Moverse dentro de las exigencias éticas y las limitaciones políticas crea dilemas en cualquier transición de este tipo. En Chile las instituciones existentes no tenían capacidad para enfrentar las violaciones de derechos humanos por lo que el nuevo Gobierno creó la "Comisión de Verdad y Reconciliación" precisamente con ese objetivo. He aquí algunos elementos que hemos de considerar en esta experiencia, así como en otras:

  • La Comisión de la Verdad nació de un proceso negociado entre personas, muchas todavía en el poder y que habían sido responsables de la violación de los derechos humanos y el nuevo Gobierno. Este gobierno no era fuerte y operaba bajo el aparato y la Constitución del Gobierno anterior, la dictadura. Sería ingenuo pensar que la Comisión se creó para tratar las necesidades de la víctimas. (Véase artículo en Peace News 2438, págs 16 y 17)
  • Desde un punto de vista ético, el objetivo de trabajar de manera sistemática el legado de atrocidades tiene que ver con reconstrucción moral, es decir, se reconstruye el orden moral que ha sido destruido o seriamente dañado, o bien se crea un nuevo orden moral distinto a los que se recuerdan en la memoria histórica.
  • Mientras que desde un punto de vista ético el objetivo es la reconstrucción moral, desde un punto de vista político el propósito es la maximización. Por maximización entendemos la consecución de lo mejor posible en las circunstancias dadas. Aquí, nuestra energía y contribuciones son fundamentales.
  • Contamos con distintos elementos que se articulan en torno a la verdad; la justicia, el perdón, etc. que nos servirán de herramientas para avanzar en nuestros objetivos paralelos de prevención y reparación dentro del proceso de reconstrucción moral.
  • Perdón y reconciliación. Éstas no son meras palabras. No se pueden exigir, ni se pueden prescribir por ley. Son la conclusión y el resultado de un proceso enraizado en la reconstrucción moral. Veamos los factores comunes a cualquier proceso de perdón, tal y como se desprenden de las principales tradiciones religiosas:
    • dar a conocer la falta,
    • reconocerla,
    • expiarla;
    • que el culpable se comprometa a no volver a cometerla, y
    • que se produzca un resarcimiento.
  • Existe una dualidad entre las víctimas individuales y la nación. Ambos son importantes. Las víctimas y sus familiares merecen respeto y deberían consultadas con la mayor de las consideraciones. Sin embargo en la sociedad el proceso de reconstrucción moral se halla en manos de las autoridades y las víctimas deberían estar conscientes de las limitaciones que impone esta situación.
  • Ninguna sociedad puede reconciliarse sobre la base de una memoria dividida porque la memoria forma parte de la identidad. De ser así la identidad también estaría dividida.
  • Sin verdad ni reconocimiento, la reconciliación no es posible. El resarcimiento es muy importante porque concreta el reconocimiento de la dignidad de la víctima.
  • Los dirigentes y las organizaciones que trabajan con las víctimas deberían ser cautelosos con lo que ofrecen y su alcance. Debe existir coherencia entre lo que se ofrece y se entrega.

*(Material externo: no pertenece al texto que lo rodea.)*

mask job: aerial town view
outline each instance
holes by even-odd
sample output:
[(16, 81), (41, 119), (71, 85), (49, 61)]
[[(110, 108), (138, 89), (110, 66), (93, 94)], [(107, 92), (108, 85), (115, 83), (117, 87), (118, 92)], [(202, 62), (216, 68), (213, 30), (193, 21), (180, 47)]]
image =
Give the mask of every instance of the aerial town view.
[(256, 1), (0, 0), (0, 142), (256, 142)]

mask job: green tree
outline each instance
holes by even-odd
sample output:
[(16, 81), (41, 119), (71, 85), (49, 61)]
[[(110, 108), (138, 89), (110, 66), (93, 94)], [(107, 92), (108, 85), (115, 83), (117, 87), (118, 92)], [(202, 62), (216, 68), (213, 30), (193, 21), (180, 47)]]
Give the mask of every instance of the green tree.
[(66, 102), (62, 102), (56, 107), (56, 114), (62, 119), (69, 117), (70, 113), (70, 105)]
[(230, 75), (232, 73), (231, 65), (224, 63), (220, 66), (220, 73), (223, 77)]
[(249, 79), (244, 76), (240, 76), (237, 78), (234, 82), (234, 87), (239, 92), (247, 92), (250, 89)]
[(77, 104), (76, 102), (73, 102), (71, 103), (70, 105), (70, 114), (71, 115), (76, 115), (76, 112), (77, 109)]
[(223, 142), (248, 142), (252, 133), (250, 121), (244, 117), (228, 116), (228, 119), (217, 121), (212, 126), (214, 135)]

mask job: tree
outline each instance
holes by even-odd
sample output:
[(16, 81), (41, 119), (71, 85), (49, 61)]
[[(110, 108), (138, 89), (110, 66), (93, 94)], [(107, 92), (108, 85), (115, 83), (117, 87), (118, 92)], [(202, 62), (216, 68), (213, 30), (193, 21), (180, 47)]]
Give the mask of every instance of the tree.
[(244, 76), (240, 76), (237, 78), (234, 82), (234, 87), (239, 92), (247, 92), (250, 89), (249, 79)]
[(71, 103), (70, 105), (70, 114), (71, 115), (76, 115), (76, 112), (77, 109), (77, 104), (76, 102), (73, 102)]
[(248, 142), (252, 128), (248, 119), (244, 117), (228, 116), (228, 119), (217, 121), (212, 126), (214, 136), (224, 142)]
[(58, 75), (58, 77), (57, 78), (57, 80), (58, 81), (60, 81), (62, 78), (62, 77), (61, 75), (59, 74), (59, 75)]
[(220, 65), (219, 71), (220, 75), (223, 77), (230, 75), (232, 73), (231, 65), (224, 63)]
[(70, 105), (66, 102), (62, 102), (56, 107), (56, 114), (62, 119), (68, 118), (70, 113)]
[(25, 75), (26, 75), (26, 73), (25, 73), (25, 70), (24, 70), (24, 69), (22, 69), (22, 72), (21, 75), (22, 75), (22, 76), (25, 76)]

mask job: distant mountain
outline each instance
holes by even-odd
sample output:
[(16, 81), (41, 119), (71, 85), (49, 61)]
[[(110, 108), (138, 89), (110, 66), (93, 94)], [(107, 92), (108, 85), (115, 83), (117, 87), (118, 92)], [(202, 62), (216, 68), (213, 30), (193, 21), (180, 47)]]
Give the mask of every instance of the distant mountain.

  • Las nuevas autoridades políticas deberían estar conscientes de las limitaciones que impone una situación en la que el adversario tiene poder, incluso armado, controla el funciones públicas y/o goza de apoyos políticos. Deben estar conscientes de estas limitaciones pero no deben dejarse amedrentar.

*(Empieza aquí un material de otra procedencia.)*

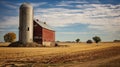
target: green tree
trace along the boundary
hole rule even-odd
[[[78,42],[80,42],[80,39],[78,38],[78,39],[76,39],[75,41],[78,43]]]
[[[9,32],[4,35],[5,42],[14,42],[16,40],[16,34],[13,32]]]
[[[93,40],[95,41],[95,43],[99,43],[101,41],[101,38],[98,36],[93,37]]]

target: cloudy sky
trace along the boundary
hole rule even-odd
[[[56,40],[81,41],[100,36],[102,41],[120,39],[120,0],[0,0],[0,41],[7,32],[18,36],[19,6],[34,6],[34,18],[56,31]]]

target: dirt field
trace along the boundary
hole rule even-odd
[[[59,44],[62,46],[34,48],[0,47],[0,66],[120,67],[120,43]],[[4,43],[0,43],[1,45],[3,46]]]

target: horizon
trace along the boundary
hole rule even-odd
[[[102,42],[120,40],[119,0],[0,0],[0,42],[7,32],[18,40],[19,7],[29,2],[34,18],[56,31],[56,41],[81,42],[99,36]]]

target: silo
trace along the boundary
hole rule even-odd
[[[20,6],[19,42],[23,44],[33,42],[33,7],[29,3]]]

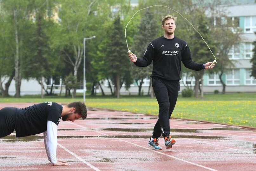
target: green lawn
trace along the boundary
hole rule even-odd
[[[75,99],[57,96],[24,96],[21,98],[0,98],[0,102],[30,102],[48,101],[67,103],[82,101],[82,95]],[[120,99],[111,96],[87,96],[89,107],[158,114],[155,98],[147,96],[123,96]],[[172,115],[174,118],[213,122],[256,128],[256,93],[205,95],[200,98],[183,98],[180,96]]]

  • Los dirigentes no deberían olvidar nunca que la falta de presión política para plantear estos temas no significa que éstos no estén buyendo en el subsuelo a la espera de saltar a la superficie.
  • Es muy importante que las políticas aprobadas sean sostenibles en el presente y también a largo plazo y, además, que sean lo más transparentes posible.
  • Es muy importante que se actúe rápidamente. Las nuevas autoridades deberían beneficiarse del momento y de la legitimidad que tienen para tomar la iniciativa y proponer políticas.
  • Resumiendo: Las medidas en sí deberían lo más justas posible. La moral se ha de respetar en todas las actuaciones y procedimientos. Si se crea una comisión, todo el mundo debería estar representado.